The DiBella lab seeks to invent and refine new and better methods for the acquisition, reconstruction, and post-processing of MRI, with particular emphasis on cardiac and stroke applications. Our lab seeks to translate these improvements to clinical studies, and to use the methods to better understand physiology in health and disease. One set of current projects involves development of improved methods for measuring myocardial perfusion and fibrosis with MRI. Methods for higher spatial resolution, greater coverage, and elucidating differences across the cardiac cycle are being developed. We have pulse programmed new simultaneous multi-slice (SMS) and 3D acquisitions on the MRI scanner. Advanced reconstruction methods including constrained reconstruction and deep learning methods are also being developed for cardiac applications. Another project is to develop and evaluate methods for imaging the brain microstructure with diffusion MRI. SPUR students could work on either or both projects.
The stipend for this SPUR project is funded by an American Heart Association grant awarded to Dr. Stavros Drakos, MD, PhD. The stipend for this project is $4,000 instead of $5,000 due to grant funding limitations.
We use custom matlab and python software to process the MRI data and obtain quantitative perfusion values in the heart in ml/min/g of blood flow to tissue, or to obtain maps of white matter fiber orientations in stroke subjects. We need someone to learn this software, process data, and extend the software to do a better job of quantification and to help validate these improvements.
Student Learning Outcomes & Benefits
The applicant will have more and more enhanced research skills, and more insight into cardiovascular research after this relatively brief training period in our laboratory. This should aid them in further refining their career goals and allow them to better map a strategy for reaching their career goals.The applicant will obtain more skills and more enhanced research skills, and more insight into cardiovascular research after this relatively brief training period in our laboratory. This should aid them in further refining their career goals and allow them to better map a strategy for reaching their career goals.
Remote Contingency Plan
In the case that students are required to work remotely for some or all of the Summer 2021 semester, these projects will in large part proceed as outline above, although in person meetings will be replaced with zoom meetings and additional email communications. We have sufficient data already for these projects so that development of analysis methods can proceed. We also have access to large public databases that are relevant to the brain diffusion (stroke) project.

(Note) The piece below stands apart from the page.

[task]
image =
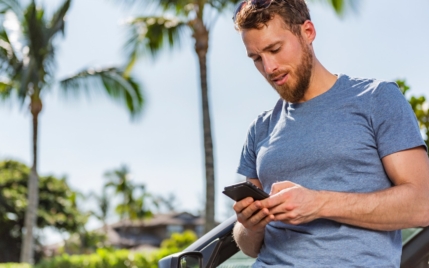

Radiology & Imaging Sciences
School of Medicine
I plan to gauge the applicant’s background and develop a training plan that has them actively involved in one or more of our research projects nearly immediately. They will need skills with matlab or python programming. Attention to detail is also important. As the student becomes capable with certain skills such as programming or human imaging or work with animal studies, they will be given increasing personal responsibility for these studies. Related Training and Course Work: The student will be trained by me or others in the group in the essential skills for whichever project is most appropriate. They will also participate in our monthly “ReCon” (Research Connections) seminar, as well as our Radiology and Imaging Sciences Department seminars for MDs and PhDs, a Deep Learning Journal Club, and our weekly DiBella group meetings. Depending on the project, we also work with cardiologists, neurologists, and radiologists. My group is currently funded by two NIH R01s – (PI DiBella and PI Adluru – Dr. Ganesh Adluru is an assistant professor in our group). These fundings permit support of all studies related to the student’s projects.